Neither government has openly discussed proposed figures. Last year South Korea contributed just over $1 billion to help maintain the U.S. force in the country. This year it was just less than a billion.

On his flight to South Korea, Esper did say the U.S. was seeking a "substantial increase" in Seoul's contribution, but he wouldn't be any more specific. South Korean officials have said only that the "defense cost share should be decided at a level that is fair and mutually agreeable." 

U.S. President Donald Trump Visits South Korea
President Donald Trump speaks to U.S. troops at the Osan Airbase on June 20, 2019 in Pyeongtaek, South Korea. Getty

South Korean media, citing unnamed officials in the country, have said the Trump administration is seeking a whopping five-fold increase, to $4.7 billion dollars per year. While neither U.S. nor South Korean officials have confirmed it, the headlines alone have been enough to whip up anger in South Korea. Last month university students broke into the U.S. ambassador's residence to protest Washington's demand for more cash. 

Esper's remarks on Monday weren't well received, either. South Korean news outlets said 47 lawmakers signed a joint statement asking the U.S. to clearly explain the basis for a requested increase in troop funding.
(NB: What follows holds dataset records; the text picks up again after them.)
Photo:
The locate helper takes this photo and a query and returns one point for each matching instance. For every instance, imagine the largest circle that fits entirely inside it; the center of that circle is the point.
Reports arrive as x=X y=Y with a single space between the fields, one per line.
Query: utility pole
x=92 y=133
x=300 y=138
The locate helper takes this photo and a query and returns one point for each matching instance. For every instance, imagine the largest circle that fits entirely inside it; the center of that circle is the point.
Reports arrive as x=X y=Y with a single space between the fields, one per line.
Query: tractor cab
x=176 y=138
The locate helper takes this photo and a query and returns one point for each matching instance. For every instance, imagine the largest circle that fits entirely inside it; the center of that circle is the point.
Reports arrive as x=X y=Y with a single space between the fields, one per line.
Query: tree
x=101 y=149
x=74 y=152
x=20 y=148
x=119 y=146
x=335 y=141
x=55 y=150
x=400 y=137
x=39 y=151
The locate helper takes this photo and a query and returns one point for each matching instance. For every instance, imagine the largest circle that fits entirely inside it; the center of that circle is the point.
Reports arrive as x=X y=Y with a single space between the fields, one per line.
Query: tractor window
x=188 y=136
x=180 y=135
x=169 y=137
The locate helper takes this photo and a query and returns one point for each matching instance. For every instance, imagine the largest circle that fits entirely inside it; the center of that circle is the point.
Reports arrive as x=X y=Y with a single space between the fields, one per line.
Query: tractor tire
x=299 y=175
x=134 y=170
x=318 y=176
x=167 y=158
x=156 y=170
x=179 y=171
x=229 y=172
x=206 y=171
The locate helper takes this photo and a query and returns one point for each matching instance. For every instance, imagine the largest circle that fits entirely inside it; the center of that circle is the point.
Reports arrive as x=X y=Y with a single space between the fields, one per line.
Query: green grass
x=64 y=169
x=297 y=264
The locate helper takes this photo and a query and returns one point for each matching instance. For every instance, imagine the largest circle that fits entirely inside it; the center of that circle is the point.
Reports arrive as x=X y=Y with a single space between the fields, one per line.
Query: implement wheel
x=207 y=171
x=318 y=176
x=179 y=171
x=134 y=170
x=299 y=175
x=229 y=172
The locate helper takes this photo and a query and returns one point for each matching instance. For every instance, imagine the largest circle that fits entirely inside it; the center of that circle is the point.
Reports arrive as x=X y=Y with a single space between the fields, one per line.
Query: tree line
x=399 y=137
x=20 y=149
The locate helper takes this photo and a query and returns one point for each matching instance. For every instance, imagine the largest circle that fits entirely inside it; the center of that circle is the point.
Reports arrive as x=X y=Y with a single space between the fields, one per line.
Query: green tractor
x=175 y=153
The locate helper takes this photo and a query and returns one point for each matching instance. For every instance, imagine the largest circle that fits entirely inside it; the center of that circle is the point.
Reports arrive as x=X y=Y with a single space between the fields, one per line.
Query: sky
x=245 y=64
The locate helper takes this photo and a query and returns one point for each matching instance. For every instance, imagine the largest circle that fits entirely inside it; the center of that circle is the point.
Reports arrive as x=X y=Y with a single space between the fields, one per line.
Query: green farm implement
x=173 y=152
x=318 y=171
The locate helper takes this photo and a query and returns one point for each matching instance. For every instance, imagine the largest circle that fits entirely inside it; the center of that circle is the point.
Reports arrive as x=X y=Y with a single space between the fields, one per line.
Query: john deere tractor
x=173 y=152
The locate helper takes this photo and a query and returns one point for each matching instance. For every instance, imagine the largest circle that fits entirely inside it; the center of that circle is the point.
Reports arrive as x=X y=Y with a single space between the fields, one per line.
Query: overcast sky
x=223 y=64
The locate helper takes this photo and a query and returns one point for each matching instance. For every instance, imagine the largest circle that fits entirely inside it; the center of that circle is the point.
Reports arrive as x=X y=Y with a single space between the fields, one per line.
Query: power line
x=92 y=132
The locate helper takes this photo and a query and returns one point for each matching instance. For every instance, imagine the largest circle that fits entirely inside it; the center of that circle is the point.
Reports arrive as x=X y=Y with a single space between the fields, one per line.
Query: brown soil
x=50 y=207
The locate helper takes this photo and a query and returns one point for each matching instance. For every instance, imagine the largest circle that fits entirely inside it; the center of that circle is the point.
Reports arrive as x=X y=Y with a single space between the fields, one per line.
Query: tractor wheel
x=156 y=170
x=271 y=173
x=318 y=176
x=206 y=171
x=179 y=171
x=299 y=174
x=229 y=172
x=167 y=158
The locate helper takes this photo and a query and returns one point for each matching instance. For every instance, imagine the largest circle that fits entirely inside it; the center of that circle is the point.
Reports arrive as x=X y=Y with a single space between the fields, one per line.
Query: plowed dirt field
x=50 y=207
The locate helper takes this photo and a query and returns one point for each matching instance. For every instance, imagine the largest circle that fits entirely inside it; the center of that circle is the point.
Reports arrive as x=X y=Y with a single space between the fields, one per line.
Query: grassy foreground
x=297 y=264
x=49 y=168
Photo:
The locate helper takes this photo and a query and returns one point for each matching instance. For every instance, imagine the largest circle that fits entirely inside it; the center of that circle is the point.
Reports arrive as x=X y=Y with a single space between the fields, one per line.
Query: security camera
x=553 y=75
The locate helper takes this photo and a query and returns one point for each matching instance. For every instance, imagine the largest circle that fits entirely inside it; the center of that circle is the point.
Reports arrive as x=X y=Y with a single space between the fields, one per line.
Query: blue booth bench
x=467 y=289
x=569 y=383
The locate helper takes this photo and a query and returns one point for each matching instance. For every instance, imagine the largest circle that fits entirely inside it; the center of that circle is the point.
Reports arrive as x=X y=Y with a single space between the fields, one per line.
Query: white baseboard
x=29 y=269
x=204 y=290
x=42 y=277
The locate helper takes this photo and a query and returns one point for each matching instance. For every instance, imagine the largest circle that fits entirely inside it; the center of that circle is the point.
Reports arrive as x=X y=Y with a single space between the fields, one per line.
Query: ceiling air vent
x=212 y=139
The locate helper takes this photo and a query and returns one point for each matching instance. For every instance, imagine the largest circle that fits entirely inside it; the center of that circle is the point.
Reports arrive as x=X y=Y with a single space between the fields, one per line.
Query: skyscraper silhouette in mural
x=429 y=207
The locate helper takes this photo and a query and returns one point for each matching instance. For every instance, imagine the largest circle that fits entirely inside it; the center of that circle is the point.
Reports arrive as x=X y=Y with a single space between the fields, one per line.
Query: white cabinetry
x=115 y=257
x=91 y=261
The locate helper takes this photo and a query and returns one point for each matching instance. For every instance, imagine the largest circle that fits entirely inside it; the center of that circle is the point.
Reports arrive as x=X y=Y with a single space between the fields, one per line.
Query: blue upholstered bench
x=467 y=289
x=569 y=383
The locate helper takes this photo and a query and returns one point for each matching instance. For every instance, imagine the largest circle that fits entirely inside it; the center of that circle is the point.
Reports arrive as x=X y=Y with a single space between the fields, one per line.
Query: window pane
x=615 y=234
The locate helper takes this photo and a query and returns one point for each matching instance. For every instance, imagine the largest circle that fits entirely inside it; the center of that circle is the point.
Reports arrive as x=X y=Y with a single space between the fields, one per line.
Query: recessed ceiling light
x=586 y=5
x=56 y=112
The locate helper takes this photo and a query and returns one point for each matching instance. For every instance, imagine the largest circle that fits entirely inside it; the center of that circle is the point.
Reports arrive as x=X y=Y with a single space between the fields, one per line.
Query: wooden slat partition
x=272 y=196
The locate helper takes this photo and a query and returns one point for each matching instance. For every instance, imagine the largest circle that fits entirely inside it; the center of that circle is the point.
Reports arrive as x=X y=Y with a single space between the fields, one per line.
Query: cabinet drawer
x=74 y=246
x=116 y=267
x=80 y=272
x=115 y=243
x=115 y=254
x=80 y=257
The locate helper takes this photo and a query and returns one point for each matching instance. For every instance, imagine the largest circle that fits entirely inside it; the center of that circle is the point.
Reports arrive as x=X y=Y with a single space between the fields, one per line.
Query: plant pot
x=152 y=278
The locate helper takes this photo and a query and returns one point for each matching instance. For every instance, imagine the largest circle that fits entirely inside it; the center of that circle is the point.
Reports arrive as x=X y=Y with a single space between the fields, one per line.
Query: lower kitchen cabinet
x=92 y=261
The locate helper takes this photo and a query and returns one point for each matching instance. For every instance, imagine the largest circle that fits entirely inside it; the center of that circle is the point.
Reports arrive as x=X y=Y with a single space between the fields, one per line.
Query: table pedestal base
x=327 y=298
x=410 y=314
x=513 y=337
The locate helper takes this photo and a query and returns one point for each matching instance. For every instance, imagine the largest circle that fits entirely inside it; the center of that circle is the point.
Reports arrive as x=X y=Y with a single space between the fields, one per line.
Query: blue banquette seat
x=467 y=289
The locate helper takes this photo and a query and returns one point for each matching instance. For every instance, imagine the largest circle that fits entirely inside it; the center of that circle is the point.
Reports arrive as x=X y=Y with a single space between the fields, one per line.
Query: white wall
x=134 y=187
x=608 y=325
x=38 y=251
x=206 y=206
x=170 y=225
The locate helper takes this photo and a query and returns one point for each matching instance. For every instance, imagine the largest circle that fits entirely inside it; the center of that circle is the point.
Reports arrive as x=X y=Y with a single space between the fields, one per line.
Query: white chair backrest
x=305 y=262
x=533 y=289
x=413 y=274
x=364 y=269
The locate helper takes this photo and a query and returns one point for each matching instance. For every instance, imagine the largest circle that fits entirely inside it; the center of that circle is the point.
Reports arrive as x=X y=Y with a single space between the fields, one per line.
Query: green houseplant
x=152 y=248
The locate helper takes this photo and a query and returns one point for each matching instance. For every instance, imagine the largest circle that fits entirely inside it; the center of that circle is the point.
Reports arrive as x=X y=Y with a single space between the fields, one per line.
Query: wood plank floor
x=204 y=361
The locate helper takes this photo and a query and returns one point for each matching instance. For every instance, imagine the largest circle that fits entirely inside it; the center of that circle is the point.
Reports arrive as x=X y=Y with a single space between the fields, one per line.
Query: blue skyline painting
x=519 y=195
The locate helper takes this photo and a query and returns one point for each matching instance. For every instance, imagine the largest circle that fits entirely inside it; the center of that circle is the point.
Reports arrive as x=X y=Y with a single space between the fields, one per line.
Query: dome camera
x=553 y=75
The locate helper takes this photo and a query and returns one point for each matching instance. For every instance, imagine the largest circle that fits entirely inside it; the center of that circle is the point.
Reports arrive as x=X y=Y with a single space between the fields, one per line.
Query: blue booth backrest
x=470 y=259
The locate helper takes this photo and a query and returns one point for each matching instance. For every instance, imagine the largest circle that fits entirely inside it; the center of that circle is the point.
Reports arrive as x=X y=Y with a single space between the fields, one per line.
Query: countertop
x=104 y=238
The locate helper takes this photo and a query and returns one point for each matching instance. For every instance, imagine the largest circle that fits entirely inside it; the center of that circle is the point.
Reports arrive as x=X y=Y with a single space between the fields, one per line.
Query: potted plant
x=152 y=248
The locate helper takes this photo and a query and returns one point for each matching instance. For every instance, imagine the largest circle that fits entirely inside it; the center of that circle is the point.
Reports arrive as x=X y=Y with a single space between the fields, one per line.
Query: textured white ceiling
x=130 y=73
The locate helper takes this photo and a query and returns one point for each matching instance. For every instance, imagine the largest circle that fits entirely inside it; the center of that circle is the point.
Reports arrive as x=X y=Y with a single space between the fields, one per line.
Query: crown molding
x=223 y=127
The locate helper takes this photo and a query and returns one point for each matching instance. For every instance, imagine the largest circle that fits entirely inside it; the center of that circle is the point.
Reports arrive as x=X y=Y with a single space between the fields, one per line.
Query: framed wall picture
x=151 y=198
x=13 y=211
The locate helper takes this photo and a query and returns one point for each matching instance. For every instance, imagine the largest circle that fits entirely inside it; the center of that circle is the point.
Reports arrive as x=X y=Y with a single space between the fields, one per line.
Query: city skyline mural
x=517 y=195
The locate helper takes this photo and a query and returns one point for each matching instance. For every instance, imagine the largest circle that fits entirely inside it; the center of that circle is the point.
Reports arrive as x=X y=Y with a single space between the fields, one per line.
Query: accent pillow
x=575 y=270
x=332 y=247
"Rumored reports that the U.S. troops could be withdrawn from Korea unless the current defense cost share of 1.38 trillion won is increased by five times, is a serious threat," the lawmakers wrote. "If the U.S. drops it's alliance's value to the level of a mercenary and threatens to withdraw its troops from South Korea unless we pay $5 billion, we won't be threatened with this and (we will) stand tall in defiance and endure Trump's threat."